House Call: The Foundation of American Medicine and Its Resurgence

by Matthew Gibson, MA

In March, 1940, Dr. Harry Chambers was called to the home of eleven-year-old Timothy Scheffer. “Little Timmy,” as he was known, had developed a “terrible cough and chills” several days before, and, more ominously, a bright red rash had emerged on his back earlier that day. His mother feared the worst. Dr. Chambers arrived at the Scheffer’s house about 4 o’clock in the afternoon and examined Little Timmy. It was nothing to worry about, he assured Mrs. Scheffer. Timmy just had a mild bacterial infection—nothing a little bit of medicine couldn’t fix. The rash was merely a heat rash caused by the several blankets Mrs. Scheffer had piled onto her son in an attempt to relieve his chills.
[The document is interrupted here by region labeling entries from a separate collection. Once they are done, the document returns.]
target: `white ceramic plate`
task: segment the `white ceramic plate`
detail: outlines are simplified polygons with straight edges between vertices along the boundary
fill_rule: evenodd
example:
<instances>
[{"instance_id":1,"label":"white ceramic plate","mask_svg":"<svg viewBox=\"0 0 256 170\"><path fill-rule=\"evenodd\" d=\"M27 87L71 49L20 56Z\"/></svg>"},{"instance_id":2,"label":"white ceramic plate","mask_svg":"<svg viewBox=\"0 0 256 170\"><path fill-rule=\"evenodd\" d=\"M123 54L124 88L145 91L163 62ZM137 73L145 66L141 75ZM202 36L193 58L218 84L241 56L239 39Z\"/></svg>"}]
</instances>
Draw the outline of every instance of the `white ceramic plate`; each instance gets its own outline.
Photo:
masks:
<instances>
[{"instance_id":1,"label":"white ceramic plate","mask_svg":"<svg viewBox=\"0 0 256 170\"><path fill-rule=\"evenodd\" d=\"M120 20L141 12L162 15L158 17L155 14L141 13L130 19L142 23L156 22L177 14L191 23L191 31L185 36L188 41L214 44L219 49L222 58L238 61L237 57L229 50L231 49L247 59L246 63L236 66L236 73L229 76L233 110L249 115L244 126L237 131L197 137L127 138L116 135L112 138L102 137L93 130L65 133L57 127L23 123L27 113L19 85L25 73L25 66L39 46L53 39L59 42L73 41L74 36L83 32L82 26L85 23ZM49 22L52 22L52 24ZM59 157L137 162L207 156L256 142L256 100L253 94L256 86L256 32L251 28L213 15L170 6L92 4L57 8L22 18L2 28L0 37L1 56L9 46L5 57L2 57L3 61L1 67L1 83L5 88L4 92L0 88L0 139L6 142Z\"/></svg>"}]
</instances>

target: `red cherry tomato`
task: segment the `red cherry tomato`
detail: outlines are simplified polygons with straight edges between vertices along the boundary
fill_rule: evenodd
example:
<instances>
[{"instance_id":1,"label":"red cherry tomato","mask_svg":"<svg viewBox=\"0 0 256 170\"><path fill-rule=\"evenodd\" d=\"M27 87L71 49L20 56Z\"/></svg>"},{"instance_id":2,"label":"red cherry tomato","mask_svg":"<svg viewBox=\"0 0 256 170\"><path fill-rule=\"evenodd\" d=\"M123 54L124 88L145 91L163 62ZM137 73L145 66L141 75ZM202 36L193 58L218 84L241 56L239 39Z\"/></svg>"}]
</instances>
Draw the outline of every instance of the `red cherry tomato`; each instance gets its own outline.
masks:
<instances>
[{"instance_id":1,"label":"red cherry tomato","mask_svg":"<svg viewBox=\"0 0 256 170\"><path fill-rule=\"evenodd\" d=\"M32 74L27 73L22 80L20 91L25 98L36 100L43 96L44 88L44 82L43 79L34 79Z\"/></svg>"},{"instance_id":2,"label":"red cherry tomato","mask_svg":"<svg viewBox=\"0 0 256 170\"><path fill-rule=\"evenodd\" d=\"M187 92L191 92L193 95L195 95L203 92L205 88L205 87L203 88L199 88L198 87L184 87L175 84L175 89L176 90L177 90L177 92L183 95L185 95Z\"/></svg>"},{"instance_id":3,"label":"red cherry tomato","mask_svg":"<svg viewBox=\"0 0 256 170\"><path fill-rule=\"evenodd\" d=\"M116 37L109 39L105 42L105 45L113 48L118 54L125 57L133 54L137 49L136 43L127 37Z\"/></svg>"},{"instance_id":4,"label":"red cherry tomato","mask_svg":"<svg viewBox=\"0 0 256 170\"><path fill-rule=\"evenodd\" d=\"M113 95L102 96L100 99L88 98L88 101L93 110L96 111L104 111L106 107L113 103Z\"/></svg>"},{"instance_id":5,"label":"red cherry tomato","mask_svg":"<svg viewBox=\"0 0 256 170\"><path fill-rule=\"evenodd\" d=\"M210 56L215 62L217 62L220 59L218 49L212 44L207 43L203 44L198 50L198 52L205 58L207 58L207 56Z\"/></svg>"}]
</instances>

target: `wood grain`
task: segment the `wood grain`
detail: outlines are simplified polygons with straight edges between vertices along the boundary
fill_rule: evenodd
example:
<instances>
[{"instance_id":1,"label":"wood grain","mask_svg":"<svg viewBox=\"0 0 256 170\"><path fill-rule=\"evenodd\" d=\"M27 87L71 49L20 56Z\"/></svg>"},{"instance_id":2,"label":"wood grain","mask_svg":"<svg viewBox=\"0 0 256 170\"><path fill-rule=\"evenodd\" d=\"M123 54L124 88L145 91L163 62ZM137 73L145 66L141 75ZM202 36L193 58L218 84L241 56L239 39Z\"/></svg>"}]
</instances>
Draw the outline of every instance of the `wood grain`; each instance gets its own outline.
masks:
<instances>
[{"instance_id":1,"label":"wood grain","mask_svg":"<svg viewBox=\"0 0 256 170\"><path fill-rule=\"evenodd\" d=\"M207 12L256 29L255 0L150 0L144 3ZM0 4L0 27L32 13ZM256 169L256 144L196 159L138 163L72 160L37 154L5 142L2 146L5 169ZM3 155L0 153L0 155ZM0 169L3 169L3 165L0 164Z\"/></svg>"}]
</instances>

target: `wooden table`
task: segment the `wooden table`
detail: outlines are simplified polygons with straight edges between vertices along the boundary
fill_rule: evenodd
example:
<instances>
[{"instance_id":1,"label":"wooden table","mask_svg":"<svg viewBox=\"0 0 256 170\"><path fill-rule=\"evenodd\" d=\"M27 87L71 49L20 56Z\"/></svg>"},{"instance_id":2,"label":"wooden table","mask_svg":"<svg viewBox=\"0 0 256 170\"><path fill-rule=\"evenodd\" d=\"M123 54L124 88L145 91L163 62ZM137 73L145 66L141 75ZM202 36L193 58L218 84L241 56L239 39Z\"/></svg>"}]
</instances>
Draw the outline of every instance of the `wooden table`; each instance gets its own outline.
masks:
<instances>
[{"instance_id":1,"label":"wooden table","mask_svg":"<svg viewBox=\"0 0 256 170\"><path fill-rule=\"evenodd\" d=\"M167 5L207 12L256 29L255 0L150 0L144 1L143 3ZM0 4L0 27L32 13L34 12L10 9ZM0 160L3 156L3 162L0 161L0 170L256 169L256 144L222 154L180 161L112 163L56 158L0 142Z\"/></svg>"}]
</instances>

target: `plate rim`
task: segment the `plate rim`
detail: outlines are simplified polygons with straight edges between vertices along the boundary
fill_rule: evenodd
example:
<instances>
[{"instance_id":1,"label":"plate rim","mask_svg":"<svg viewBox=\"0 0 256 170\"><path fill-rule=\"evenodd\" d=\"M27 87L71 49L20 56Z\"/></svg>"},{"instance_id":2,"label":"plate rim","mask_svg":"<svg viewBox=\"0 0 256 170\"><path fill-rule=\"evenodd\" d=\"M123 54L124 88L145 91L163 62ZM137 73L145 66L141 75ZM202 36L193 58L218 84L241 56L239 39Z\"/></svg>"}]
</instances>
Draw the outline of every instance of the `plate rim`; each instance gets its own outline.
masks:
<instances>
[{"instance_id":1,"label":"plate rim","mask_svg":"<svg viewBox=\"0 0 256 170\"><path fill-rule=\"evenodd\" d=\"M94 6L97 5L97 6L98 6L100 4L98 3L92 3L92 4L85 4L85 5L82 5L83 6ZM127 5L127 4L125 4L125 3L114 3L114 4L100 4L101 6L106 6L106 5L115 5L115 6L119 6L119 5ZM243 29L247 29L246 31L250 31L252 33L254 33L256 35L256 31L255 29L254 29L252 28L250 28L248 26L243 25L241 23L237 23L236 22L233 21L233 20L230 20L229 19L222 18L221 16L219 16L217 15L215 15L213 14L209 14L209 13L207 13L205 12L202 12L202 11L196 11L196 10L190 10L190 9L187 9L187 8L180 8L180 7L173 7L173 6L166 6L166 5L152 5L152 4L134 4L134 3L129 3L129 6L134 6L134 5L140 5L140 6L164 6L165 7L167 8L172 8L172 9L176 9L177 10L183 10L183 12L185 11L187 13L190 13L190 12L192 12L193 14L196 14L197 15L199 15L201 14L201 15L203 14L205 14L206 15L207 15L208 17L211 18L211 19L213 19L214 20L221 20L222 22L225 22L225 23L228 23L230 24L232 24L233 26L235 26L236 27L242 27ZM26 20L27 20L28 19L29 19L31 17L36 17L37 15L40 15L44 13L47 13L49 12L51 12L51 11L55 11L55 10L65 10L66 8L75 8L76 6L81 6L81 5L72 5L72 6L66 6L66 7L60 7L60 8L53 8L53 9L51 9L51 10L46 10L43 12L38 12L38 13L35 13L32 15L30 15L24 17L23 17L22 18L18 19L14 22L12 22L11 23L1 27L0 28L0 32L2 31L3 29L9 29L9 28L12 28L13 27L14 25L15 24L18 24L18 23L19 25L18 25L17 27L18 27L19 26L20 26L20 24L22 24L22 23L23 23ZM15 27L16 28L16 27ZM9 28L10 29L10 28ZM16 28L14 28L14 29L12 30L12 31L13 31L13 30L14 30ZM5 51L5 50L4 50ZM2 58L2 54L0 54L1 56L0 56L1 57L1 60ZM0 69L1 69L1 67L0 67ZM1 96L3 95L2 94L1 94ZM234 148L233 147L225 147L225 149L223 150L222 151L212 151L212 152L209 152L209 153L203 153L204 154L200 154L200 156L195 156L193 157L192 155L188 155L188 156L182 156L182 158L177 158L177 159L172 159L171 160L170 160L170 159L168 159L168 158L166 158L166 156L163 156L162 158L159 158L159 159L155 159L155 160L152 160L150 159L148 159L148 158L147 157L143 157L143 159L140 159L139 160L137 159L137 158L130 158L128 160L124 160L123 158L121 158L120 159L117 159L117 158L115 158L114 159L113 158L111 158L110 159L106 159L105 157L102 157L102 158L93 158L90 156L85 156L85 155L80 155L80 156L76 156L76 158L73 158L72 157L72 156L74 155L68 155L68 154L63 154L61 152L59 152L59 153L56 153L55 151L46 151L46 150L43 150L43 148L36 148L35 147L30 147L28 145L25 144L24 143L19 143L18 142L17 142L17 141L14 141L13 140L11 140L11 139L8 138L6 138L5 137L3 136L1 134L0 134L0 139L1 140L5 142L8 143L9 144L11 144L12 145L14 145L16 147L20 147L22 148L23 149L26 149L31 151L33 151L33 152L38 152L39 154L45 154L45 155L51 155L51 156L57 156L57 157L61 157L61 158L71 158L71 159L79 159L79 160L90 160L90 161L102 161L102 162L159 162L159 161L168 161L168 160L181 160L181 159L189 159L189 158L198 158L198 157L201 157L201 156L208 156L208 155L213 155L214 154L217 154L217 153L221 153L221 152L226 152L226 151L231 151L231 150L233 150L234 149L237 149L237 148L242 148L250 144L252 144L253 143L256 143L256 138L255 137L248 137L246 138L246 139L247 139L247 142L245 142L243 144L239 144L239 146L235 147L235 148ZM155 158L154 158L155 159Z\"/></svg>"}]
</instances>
Within a few days, Timmy was feeling better and, much to his chagrin, had to return to school. There was nothing extraordinary about Timothy Scheffer’s case. In fact, Dr. Chambers, like thousands of other doctors across America at the time, made house calls such as these quite frequently.

Up until the mid-1950s, house calls accounted for about 40% of all patient physician interaction. There are literally thousands of historical examples of doctors treating their patients outside of a “doctor’s office.” While many doctors had an office, primary patient care was more likely to be given at the patient’s home, especially before the 1870s. Hospitals are by no means a new invention, yet only recently has the idea of the hospital been merged with the idea of the doctor. Prior to the mid-1850s, doctors were most often what we would now refer to as “administrators” in hospitals, they set general care guidelines but offered very little in terms of actual patient care. It is no surprise, then, that many people regard the house call as the foundation of the American medical profession.

Since the 1950s, however, the number of house calls made by traditional medical professionals in the United States has fallen off to less than 0.5%. Those individuals who still remember this old-fashioned practice often lament its demise. It is hard to understand why such a popular practice has declined by such a large extent. There are a few reasons that can be pointed out. First, the advancement of medical technologies brought with it large, expensive diagnostic and treatment machines that required centralized storage and use. It became impossible to use such equipment in a patient’s home, meaning that the patient had to schedule appointments at hospitals and doctors’ offices for certain tests and treatments. This shifted the focus from patient care at home to patient care outside of the home. Secondly, at the same time, doctors were learning more and more about fundamental biological processes. This new scientific knowledge led to a marked increase in medical specialization, which further shifted the site of care from the home to the office.

Recently, however, the house call has begun to experience a comeback of sorts. More and more primary care providers are realizing the potential benefits of treating patients at home. Patient care tends to be more focused on individual needs, and treatments are more tailored to the patient. Additionally, patients are typically more satisfied with the level and quality of care they receive when they are treated at home. Ironically, the same type of technological
advancements that shifted patient care from the home to the office may now
provide a way back. The digital revolution has led to many changes. Bulky, awkward medical machines have largely been replaced by smaller, lighter, more accurate computerized ones. For instance, x-ray machines that once weighed thousands of pounds and required a whole room for storage now fit conveniently in the back of a minivan. Other digital diagnostic tools do not require vast amounts of energy and can now be performed quickly in the field. Digital prescriptions can be uploaded directly from a physician’s computer to nearly any pharmacy, anywhere in the United States, all at the touch of a button. The relative low cost of digital machines make them a very attractive purchase for doctors, as well. For these reasons, it seems very likely that the future of American medicine will be found in the resurgence of an old-fashioned practice —the traditional house call of Dr. Harry Chambers and his bygone era.